For instance, in the 70s there was emphasis on “informed consent” as a means to reach “respect for personhood.” Yet, today, Chris notes that
“informed consent is a murky concept, particularly when dealing with private companies, and everything they do with our data and all the ways we use their free services in exchange for free spying on us all of the time as Eben Moglen puts it”.
Chris recommends appending informed consent to “autonomy” or answering the question with an affirmative: “Are users given the chance to make autonomous decisions about how their data is used?” Chris also recommends reconsidering “do no harm”, maximizing the benefit since one “can do no harm by never talking to you and or engaging with you”. The third principle is “justice." Chris recommends replacing “legal” with “fair” as in “setting up a system such that you would be happy to be any of the participants, any of the stakeholders." For example, with a rideshare system, was the system set up where the passenger, the driver, and the company are all equally happy? Whether the answer is “yes” or “no,” it provides a framework to consider during the audit and when developing a machine learning algorithm.

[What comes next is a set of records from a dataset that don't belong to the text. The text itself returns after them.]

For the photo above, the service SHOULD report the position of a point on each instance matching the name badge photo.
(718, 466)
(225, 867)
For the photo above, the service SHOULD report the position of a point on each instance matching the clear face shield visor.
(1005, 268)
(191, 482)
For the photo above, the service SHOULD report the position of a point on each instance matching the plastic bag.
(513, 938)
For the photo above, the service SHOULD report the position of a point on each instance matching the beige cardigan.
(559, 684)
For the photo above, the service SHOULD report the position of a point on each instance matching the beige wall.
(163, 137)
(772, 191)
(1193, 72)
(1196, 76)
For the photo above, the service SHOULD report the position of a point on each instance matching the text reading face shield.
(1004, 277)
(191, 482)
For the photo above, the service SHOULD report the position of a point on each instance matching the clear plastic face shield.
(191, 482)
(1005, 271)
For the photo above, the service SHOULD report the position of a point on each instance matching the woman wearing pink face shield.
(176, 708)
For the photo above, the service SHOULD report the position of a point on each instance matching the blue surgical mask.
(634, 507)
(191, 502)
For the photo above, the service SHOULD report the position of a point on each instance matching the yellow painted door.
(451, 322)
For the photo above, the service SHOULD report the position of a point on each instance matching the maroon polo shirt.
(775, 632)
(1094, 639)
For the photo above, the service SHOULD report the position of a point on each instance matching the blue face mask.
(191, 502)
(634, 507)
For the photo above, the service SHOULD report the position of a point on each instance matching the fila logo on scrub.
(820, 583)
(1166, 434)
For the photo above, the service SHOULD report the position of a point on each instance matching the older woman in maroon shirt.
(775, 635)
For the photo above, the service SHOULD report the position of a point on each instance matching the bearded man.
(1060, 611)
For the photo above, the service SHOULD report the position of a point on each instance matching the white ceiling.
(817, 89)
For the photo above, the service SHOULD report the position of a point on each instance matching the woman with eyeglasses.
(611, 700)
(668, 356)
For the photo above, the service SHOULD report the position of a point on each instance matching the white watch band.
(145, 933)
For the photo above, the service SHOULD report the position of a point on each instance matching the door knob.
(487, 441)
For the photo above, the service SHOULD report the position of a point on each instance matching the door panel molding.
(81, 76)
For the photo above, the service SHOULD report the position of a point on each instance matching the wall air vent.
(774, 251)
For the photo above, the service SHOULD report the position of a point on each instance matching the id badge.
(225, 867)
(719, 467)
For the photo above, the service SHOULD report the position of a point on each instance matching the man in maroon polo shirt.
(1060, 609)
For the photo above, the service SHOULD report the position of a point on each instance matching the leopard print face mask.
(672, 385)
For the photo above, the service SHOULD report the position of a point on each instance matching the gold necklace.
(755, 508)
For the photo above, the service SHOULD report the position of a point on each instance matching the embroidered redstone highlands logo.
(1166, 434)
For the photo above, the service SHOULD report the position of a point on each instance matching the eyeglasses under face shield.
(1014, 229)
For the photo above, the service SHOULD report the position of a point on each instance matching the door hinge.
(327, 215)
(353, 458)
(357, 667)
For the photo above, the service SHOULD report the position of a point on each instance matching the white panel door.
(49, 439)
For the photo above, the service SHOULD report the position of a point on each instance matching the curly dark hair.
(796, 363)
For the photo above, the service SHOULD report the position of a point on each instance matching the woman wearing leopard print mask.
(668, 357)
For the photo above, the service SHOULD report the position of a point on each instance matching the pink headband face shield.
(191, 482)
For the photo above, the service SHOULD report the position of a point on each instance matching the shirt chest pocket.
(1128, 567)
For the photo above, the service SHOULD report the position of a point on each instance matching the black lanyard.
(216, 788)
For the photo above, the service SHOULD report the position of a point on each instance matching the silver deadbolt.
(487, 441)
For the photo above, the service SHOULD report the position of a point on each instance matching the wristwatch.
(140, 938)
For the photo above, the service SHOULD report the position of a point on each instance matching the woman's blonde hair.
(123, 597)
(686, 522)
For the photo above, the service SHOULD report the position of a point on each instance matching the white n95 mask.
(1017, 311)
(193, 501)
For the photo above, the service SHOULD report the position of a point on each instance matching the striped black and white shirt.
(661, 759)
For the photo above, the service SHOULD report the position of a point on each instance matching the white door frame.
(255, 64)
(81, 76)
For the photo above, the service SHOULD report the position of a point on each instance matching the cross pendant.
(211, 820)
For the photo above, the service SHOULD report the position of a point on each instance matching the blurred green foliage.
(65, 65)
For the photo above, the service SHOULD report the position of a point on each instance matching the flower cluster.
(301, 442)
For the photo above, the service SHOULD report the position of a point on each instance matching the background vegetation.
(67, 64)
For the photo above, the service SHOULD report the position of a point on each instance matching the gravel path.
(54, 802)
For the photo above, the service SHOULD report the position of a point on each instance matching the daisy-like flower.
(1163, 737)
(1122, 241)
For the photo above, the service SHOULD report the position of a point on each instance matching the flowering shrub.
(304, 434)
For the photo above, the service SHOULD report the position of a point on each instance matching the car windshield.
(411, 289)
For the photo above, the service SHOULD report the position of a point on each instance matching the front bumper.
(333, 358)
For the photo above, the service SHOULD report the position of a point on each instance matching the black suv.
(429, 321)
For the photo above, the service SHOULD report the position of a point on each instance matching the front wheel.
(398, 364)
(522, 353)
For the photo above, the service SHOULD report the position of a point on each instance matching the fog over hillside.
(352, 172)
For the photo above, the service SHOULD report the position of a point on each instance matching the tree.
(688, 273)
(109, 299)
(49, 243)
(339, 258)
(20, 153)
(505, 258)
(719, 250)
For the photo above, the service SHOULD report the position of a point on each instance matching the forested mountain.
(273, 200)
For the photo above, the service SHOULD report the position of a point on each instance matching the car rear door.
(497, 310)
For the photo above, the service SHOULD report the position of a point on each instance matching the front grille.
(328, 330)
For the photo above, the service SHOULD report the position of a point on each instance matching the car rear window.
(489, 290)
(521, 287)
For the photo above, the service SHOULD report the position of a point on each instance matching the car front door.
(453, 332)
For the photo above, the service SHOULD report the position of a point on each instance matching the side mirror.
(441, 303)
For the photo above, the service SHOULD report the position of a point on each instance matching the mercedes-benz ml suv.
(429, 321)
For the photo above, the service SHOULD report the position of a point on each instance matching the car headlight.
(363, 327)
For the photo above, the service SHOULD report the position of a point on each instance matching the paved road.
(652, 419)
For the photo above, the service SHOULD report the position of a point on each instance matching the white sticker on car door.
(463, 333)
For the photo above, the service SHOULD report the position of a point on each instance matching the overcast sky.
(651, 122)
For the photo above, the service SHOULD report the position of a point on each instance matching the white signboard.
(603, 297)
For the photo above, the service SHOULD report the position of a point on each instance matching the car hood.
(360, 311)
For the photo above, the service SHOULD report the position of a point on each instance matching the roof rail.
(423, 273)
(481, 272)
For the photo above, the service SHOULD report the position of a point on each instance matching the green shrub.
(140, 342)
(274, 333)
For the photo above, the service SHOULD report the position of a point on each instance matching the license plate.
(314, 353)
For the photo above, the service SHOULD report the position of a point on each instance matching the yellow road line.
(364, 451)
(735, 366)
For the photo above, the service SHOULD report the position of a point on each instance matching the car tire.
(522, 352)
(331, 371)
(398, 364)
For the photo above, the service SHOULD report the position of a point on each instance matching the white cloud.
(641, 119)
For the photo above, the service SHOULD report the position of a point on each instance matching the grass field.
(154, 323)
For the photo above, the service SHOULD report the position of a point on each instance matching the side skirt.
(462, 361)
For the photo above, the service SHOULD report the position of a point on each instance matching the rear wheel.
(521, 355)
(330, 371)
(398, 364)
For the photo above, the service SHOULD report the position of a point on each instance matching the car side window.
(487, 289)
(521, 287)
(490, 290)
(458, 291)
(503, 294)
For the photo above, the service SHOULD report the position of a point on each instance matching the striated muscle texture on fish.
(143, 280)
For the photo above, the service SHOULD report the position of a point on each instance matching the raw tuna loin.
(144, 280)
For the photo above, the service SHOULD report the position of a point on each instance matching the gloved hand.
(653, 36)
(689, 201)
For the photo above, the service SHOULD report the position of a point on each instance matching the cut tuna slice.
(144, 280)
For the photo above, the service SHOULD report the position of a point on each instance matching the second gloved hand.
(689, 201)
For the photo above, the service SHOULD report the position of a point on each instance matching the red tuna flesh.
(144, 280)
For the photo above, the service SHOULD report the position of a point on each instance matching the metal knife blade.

Before a community -- including a company -- defines and designs for ethics, they must first come to realize it’s a good idea. Chris also proposed a framework for understanding the forces driving industry to consider ethics in the first place, describing the checks and balances as a “3-player unstable game” among state power, corporate power, and people power. He briefly reviewed current ways that state power is re-engaging around consumer protection and antitrust regulation, and how people power is emerging in the form of collective agency among employees including data scientists and software engineers.
Chris covered a broad scope of topics related to data ethics in his presentation, “What should future statisticians, CEOs, and senators know about the history and ethics of data?” While this post provided distilled excerpts from his seminar including a proposed framework, specific examples of industry contesting truths, and recommended principles for data scientists to consider, more insights are available in the deck or the video of an earlier iteration of his talk. Again, many thanks to Chris for his permission to excerpt his slides and for his feedback on this post prior to publication.